Dodgers starter Julio Urías gave up one run in six innings against the Padres.

Dodgers starter Julio Urías gave up one run in six innings against the Padres. (Marcio Jose Sanchez/Associated Press)

Julio Urías had no such problems with the Padres (74-60), yielding just one run (a homer to Manny Machado) in six strong innings to lower his NL-leading ERA to 2.29.

“When he takes the mound, good things usually happen,” Betts said. “We’ve just got to score some runs, give him some run support and he’ll take care of the rest.”

In what was the Dodgers’ third-most lopsided win of the year Saturday, that’s exactly what happened.

Blake Trainen is back

Blake Treinen completed his “miracle” comeback from a partially torn shoulder capsule, throwing a clean seventh inning on just five pitches.

The right-hander hadn’t pitched in the big leagues since mid-April. Before the game, he told reporters that because of the condition, he was close to requiring what would have been season-ending surgery.

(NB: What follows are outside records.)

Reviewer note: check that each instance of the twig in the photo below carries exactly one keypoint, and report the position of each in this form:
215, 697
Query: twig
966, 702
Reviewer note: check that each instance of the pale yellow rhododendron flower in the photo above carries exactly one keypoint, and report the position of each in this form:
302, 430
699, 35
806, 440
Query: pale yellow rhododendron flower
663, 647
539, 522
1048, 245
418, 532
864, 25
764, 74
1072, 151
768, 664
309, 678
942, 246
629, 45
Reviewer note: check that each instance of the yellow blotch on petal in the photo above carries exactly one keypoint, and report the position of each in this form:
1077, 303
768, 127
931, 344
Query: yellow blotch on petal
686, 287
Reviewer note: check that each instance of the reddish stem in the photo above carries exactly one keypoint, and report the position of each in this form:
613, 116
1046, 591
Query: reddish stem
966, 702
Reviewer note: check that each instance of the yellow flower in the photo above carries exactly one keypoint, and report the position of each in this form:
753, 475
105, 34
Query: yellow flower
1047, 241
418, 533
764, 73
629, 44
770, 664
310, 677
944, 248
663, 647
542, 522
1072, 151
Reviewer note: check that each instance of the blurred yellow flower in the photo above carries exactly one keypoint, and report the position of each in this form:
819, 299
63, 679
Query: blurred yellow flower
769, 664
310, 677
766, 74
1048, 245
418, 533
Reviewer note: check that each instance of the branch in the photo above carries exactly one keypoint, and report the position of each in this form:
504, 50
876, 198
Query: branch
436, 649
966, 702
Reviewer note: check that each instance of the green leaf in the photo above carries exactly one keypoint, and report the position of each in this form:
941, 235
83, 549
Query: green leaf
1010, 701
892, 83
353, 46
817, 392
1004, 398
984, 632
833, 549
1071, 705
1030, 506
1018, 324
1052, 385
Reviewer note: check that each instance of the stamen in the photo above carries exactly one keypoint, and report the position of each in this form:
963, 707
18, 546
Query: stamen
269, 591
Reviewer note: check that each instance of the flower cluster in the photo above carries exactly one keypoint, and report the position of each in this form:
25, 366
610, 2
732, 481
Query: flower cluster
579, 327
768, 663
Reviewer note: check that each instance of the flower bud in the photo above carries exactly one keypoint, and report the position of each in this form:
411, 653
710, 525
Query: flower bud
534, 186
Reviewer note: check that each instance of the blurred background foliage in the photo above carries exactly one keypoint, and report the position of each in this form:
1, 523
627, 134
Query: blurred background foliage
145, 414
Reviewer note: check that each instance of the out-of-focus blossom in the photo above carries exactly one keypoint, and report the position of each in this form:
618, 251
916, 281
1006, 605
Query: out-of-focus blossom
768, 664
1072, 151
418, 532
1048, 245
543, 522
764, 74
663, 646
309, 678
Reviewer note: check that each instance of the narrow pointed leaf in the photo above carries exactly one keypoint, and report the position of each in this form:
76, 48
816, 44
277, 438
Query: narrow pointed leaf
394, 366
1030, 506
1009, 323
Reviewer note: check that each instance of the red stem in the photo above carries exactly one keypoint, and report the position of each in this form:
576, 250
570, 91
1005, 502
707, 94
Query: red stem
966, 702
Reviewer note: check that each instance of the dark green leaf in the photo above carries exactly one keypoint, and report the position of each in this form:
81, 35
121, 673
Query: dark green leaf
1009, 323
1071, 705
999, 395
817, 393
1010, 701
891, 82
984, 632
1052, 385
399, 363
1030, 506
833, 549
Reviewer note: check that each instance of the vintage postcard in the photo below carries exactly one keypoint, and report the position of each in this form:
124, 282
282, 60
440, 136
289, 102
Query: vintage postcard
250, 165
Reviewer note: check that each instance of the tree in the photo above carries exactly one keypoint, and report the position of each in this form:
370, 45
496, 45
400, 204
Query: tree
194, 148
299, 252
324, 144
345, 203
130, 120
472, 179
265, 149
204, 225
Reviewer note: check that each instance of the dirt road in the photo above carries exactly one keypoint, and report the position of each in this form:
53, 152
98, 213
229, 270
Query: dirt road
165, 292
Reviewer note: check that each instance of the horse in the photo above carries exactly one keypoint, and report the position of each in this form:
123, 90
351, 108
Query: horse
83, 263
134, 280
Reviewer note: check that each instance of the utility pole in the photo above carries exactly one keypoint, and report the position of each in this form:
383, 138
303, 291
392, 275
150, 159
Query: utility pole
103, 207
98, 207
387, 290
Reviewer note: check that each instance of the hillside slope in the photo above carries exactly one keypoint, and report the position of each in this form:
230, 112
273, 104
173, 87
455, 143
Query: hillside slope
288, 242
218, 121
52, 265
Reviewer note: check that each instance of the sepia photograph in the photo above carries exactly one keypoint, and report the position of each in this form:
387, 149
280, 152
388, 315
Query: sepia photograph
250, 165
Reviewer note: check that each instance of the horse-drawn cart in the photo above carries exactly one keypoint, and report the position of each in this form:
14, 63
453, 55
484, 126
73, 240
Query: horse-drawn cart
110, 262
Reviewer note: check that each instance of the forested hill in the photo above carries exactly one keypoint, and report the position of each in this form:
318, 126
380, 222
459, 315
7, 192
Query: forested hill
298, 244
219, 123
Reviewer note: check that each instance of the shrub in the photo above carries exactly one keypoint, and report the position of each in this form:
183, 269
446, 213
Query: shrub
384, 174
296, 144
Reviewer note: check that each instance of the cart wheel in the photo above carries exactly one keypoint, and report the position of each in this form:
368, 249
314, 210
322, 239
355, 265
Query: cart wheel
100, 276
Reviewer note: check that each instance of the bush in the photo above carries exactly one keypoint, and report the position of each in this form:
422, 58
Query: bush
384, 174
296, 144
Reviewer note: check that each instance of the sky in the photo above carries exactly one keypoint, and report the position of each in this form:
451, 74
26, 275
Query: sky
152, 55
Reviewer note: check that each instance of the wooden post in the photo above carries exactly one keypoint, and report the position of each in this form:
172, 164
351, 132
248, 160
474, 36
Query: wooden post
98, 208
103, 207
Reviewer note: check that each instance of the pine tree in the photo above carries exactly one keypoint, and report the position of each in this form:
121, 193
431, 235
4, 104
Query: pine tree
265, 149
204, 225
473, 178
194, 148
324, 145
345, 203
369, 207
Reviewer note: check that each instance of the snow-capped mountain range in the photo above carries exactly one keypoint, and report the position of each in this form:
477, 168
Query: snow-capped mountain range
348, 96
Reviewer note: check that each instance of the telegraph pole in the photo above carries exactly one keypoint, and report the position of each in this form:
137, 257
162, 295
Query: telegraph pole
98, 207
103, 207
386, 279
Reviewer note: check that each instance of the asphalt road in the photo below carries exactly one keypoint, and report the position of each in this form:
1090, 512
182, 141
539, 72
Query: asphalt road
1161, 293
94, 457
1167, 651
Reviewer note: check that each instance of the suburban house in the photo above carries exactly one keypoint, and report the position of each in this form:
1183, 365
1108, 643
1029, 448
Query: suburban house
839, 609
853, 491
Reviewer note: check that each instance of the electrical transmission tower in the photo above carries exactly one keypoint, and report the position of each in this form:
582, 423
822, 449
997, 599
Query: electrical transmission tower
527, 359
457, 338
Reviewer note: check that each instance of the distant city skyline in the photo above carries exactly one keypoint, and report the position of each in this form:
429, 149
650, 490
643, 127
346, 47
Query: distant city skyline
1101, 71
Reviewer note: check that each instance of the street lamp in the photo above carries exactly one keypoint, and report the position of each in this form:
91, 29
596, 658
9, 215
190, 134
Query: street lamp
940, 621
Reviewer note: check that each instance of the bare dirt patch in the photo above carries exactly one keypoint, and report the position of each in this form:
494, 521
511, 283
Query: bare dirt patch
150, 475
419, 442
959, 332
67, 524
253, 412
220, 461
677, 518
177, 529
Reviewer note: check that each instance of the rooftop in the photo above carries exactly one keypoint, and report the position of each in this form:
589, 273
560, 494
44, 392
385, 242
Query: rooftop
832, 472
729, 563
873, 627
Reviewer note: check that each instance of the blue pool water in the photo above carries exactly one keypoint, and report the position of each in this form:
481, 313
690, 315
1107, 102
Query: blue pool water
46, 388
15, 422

However, Treinen’s injury took a surprisingly quick turn, allowing him to rehabilitate and return for the final month.

His comeback Saturday couldn’t have gone much better, as he hit 97 and 98 mph on the radar gun while retiring the side in the order.

David Price headed to IL

David Price will go on the injured list Sunday, Roberts said, after an MRI scan revealed inflammation in his left-handed wrist and hand.

Ryan Pepiot will be activated in place of Price and serve as the loose pitcher behind opener Caleb Ferguson in the series finale.